No serological cross-reactivity of Achimota viruses with other paramyxoviruses was observed. Sera raised against a variety of closely related and more divergent paramyxoviruses did not neutralize AchPVs (Fig. 3, stars). Additionally, E. helvum sera that neutralized AchPVs (see below) did not neutralize MenPV or TioPV (ThkPVs have not yet been isolated and were not tested) (Fig. 3, triangles). Polyclonal rabbit sera raised against AchPV1 were found not to neutralize mumps virus, PorPV, hPIV4, or AchPV2 but had a neutralizing titer of 1:40 against the homologous virus (Fig. 3, circles). In addition to this, there was no correlation between antibody titers against AchPV1 and AchPV2 in neutralizing E. helvum sera (see below; also see Fig. 5).

Fig 5.

Relationship between reciprocal titers of AchPV1 and AchPV2 neutralization for 52 E. helvum serum samples from Ghana and Tanzania that neutralized either virus. The number of samples is adjacent to each marker. Linear regression (line) with residual sum of squares (R²) is shown.

Epidemiological investigations. (i) Distribution of Achimota viruses in Eidolon helvum.

Our serological studies indicate that Achimota viruses were distributed throughout the geographical range of E. helvum in 2010. Eidolon helvum sampled in September 2010 in Ghana (n = 101) had seroprevalences of 14% (95% confidence interval [CI], 8 to 22%) and 7% (95% CI, 3 to 14%) against AchPV1 and AchPV2, respectively (Table 4 and Fig. 4A). Similar seroprevalences were found in E. helvum sampled in Tanzania in August 2010 (n = 25), with seroprevalences being 12% (95% CI, 4 to 30%) and 8% (95% CI, 2 to 25%) against AchPV1 and AchPV2, respectively (Table 4). In addition to these large, urban populations, sera from smaller, more isolated island populations in the Gulf of Guinea sampled in March to May 2010 were tested against AchPVs. Sera neutralizing AchPV1 (13/26) and AchPV2 (1/26) were detected in E. helvum sampled on the island São Tomé.
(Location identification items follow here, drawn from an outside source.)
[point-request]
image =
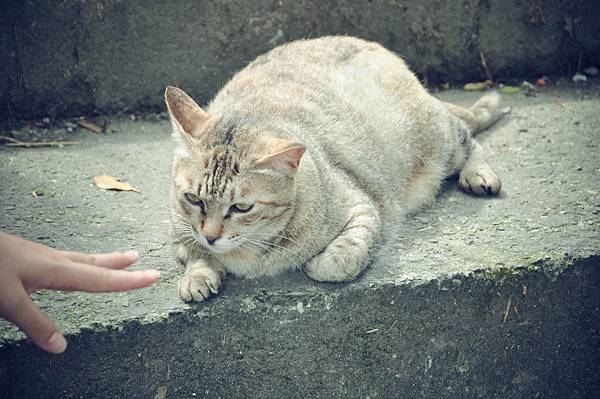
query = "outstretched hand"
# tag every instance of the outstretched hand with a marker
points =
(26, 267)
Sera neutralizing AchPV1 were also detected on the islands of Príncipe (6/15) and the smallest, most remote island, Annobón (4/6) (Table 4). Seroprevalence calculations for island samples are not shown, as the samples were nonrandom (all were selected for antibodies against henipaviruses; see Materials and Methods), thus invalidating comparison of seroprevalences between these populations.

Fig 4.

AchPV1 and AchPV2 seroprevalence for 157 E. helvum samples from Accra, Ghana, by time of collection (A) and bat age group (B). The error bars represent 95% confidence intervals. Numbers in parentheses represent the sample size of each group.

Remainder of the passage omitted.